Last night I watched my favourite doc of the festival so far, The Infinite Border by Juan Manuel Sepulveda. But before I splatter any more drool on the screen, I want to offer fair warning: a friend with far more exposure to the world of doc than me walked out halfway through, citing infinite boredom. (Actually, her text message read, “Leaving–not enough interviews, too many long back shots. …”)
And it’s true–for 90 minutes, the word count was pretty low and there lots of long, slow shots. But the interviews were generally very revealing. Even more eloquent, though, was the movie’s incoherence. The movie’s “argument” is deeply embedded in its mood. Infinite Border is very loosely structured and provides none of the basic background you’d expect for a North American audience. We do know that we’re looking at Central Americans (mostly Hondurans, it seems) traveling through Guatemala and Mexico and having a very hard time. But we never learn how many migrants follow this trail, how successful they are, what they’re fleeing or what happens to them if they ever make it.

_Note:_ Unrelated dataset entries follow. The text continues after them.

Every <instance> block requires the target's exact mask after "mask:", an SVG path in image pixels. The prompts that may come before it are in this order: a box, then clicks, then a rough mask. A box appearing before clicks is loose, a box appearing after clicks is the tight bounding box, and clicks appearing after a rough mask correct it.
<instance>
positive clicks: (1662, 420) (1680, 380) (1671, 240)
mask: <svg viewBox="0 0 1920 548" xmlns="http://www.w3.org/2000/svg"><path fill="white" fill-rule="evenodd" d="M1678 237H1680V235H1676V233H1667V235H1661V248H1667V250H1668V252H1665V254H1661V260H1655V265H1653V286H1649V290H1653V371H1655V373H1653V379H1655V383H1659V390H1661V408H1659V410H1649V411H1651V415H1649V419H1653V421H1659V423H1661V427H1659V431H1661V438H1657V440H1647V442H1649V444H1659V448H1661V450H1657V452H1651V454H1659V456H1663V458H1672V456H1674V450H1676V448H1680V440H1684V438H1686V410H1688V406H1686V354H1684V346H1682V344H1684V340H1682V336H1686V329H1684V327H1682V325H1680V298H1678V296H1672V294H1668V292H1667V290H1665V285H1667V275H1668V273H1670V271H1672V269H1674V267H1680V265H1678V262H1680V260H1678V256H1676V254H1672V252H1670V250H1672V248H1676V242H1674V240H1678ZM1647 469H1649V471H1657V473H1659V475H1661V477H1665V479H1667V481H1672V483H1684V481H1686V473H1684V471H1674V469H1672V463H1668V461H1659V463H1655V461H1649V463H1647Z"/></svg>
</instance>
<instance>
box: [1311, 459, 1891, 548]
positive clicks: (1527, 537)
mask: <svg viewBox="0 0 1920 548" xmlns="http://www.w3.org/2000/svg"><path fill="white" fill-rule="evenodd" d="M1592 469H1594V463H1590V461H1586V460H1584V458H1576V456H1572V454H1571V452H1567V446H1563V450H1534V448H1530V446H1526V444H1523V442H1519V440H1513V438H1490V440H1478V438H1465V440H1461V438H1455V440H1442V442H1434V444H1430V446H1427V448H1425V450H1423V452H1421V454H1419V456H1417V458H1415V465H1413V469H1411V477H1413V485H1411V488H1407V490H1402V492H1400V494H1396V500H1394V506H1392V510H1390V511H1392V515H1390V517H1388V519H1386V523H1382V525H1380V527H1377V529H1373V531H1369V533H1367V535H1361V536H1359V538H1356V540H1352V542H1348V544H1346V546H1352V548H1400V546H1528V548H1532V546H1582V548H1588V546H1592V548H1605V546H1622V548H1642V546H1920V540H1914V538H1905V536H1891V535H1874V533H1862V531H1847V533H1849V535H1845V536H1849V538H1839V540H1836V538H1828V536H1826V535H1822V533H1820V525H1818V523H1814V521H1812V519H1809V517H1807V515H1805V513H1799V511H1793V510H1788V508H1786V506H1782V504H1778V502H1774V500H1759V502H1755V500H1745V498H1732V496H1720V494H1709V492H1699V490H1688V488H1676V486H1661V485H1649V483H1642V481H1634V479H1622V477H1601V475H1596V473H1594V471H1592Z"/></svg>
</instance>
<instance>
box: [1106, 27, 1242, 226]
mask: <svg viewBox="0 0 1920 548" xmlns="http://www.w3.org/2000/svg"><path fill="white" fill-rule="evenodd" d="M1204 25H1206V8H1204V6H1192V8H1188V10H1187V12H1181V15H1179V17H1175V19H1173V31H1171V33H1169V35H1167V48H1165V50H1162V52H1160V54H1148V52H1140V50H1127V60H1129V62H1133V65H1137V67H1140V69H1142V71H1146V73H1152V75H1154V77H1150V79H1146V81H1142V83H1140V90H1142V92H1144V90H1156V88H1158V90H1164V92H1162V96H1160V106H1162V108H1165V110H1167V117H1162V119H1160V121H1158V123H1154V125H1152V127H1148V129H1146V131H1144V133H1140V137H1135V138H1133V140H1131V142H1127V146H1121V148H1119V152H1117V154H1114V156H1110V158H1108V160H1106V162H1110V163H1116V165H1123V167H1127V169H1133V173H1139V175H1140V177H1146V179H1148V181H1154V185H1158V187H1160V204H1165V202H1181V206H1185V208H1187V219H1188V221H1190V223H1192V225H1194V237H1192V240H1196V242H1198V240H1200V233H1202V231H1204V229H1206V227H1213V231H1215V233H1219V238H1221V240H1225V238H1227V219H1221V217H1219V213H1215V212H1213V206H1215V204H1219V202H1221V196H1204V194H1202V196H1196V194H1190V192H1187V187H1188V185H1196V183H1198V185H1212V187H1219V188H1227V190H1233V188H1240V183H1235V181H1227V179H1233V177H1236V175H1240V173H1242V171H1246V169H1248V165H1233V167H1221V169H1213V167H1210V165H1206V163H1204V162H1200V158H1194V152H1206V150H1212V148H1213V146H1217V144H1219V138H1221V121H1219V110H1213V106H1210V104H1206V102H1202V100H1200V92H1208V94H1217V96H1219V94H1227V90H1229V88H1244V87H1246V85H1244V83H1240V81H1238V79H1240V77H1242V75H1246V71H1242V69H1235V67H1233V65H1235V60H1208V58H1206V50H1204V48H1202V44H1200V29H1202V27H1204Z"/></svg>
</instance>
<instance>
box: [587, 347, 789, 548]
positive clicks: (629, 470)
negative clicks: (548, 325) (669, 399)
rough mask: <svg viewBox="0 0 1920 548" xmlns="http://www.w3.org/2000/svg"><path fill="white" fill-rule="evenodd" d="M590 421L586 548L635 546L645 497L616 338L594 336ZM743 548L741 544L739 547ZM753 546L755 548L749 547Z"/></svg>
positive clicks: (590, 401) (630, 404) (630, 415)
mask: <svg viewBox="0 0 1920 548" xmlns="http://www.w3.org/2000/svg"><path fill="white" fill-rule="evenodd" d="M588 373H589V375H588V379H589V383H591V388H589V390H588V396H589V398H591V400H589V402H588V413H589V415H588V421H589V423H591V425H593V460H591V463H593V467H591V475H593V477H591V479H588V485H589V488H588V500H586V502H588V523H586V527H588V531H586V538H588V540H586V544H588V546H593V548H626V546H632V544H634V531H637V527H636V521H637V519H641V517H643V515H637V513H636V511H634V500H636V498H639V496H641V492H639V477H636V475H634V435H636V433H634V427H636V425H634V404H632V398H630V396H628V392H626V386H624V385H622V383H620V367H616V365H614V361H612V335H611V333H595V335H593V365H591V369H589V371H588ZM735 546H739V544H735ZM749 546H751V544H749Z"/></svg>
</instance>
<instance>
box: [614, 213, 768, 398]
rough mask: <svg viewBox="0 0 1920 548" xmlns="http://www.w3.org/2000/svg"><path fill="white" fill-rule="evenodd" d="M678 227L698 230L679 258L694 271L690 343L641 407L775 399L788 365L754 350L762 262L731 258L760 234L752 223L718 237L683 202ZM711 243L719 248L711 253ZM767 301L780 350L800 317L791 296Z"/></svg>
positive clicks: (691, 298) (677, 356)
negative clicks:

Instead, we get frequently beautiful and at times poetic vignettes of a long journey through liminality (yes, I’m showing off the subject of my 13th grade English presentation). The film’s lack of linear structure seems to mirror the experience of these migrants, many of whom try over and over and over again just to get to northern Mexico, never mind across the Rio Grande. And let’s be clear: it’s a difficult journey.
One passage opens with a legless man digging a ditch. He’s in a centre being built to house dozens of migrants who have lost one or more limbs trying to hop on the freight trains that wind their up through Mexico. “The train is magnetic, it drew my hand in,” one nameless migrant recounts. “I watched my hand get crushed, I was bathing in my own blood.”
Sepulveda is clear about his broader message. He himself answers one of his subjects’ questions by stating “We are all immigrants.” And near the end of the film, a migrant tells the camera, “They tore down the Berlin Wall. Now they’re building another one. I don’t understand why.”
For the full panorama, you’ll have to watch it yourself. Much more interesting things are said–things I was too busy listening to to jot down. Infinite Border plays again Tuesday at 2, at the ROM.